I told her about the talks I’d had with the Alamo. I described the method I’d used to trick information out of the ship by asking questions it hadn’t been programmed to refuse. She seemed alarmed that I would discuss my trickery so openly while the ship was listening.
“I assure you, it won’t matter. This ship isn’t a person. It is an artificial intelligence. And it isn’t really that bright. It can do what it can do, but it isn’t a fast learner.”
“I’ll take your word for it. But it had better not be plotting to dump us out for espionage or something.”
I described the beings who had built the Alamo, and she was as intrigued as I was about them.
“They live under crushing gravity?” she asked. “How can they survive? What do they eat?”
“I have no idea. I didn’t think anything could live on such worlds. But we have discovered life in nooks and crannies around Earth where no one expected to find anything.”
“They are afraid of the Macros,” she said, with sudden conviction.
“Why do you say that?”
“Because they’ve worked hard to hide their homeworld from everyone. And they sent out these ships to find people to help them fight. They must have surveyed a lot of worlds, and when they ran into the Macros, they changed the mission to one of marshaling armies with their science vessels. Maybe, back home, they are secretly building battle fleets now.”

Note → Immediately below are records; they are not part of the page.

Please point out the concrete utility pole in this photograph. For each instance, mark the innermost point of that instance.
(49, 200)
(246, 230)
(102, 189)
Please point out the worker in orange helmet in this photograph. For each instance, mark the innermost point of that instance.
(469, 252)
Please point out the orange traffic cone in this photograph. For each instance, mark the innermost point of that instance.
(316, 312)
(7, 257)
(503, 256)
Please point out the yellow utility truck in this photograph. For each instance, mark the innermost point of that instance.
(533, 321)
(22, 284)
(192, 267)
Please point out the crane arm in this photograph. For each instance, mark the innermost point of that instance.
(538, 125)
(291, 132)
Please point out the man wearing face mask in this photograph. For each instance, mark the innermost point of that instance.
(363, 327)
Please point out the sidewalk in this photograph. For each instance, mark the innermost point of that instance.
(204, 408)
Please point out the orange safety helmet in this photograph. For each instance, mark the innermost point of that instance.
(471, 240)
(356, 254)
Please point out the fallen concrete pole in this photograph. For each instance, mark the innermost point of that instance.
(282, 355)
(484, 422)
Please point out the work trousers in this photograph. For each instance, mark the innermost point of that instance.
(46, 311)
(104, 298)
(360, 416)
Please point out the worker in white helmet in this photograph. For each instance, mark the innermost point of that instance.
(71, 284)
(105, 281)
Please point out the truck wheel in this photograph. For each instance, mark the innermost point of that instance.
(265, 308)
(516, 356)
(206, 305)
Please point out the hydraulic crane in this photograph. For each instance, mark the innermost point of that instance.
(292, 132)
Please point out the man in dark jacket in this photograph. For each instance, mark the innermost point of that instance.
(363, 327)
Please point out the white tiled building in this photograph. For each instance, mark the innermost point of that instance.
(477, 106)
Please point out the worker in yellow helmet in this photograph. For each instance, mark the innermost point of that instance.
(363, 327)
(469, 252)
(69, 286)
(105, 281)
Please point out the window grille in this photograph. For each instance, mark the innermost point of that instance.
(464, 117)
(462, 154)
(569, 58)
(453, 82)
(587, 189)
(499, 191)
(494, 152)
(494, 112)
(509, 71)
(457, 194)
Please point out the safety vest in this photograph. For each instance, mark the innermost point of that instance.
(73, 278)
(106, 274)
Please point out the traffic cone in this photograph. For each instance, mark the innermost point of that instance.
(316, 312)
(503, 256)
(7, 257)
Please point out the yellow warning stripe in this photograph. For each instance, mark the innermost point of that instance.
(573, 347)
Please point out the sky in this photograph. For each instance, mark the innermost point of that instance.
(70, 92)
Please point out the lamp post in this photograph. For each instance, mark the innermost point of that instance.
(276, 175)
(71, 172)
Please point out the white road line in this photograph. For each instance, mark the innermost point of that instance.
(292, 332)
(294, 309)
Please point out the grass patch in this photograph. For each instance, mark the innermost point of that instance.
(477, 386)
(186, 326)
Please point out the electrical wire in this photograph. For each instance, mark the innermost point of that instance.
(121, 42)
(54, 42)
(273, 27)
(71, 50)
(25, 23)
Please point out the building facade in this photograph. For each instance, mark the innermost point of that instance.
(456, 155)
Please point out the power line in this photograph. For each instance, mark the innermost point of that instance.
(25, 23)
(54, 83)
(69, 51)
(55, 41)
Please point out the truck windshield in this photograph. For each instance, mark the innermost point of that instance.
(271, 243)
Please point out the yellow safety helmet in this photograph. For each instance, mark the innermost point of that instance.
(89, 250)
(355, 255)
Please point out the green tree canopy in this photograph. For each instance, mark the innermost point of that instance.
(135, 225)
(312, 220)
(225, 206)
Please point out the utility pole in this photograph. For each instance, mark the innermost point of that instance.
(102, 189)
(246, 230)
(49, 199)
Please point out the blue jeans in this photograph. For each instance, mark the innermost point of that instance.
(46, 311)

I thought about that. “You have a good point. If they had known about the Macros when they launched these ships, they would have built warships and sent them instead. What we are sitting in is a converted science vessel. That’s why it takes twenty of them to face a single Macro ship.”
“What should we call them?” she asked.
“Who?”
“These people who created the Nanos. You figured out they exist. You get to name them.”
I chuckled. “Well…” I said, thinking about names describing worm-like blind things. None of them were attractive or catchy. “I’ll call them the Blues.”
“Are they blue?”
“No.”
“Why that then?”
I told her about the blue men in my dream, and how they had inspired me to hack the ship’s defenses and trick it into talking about the subject.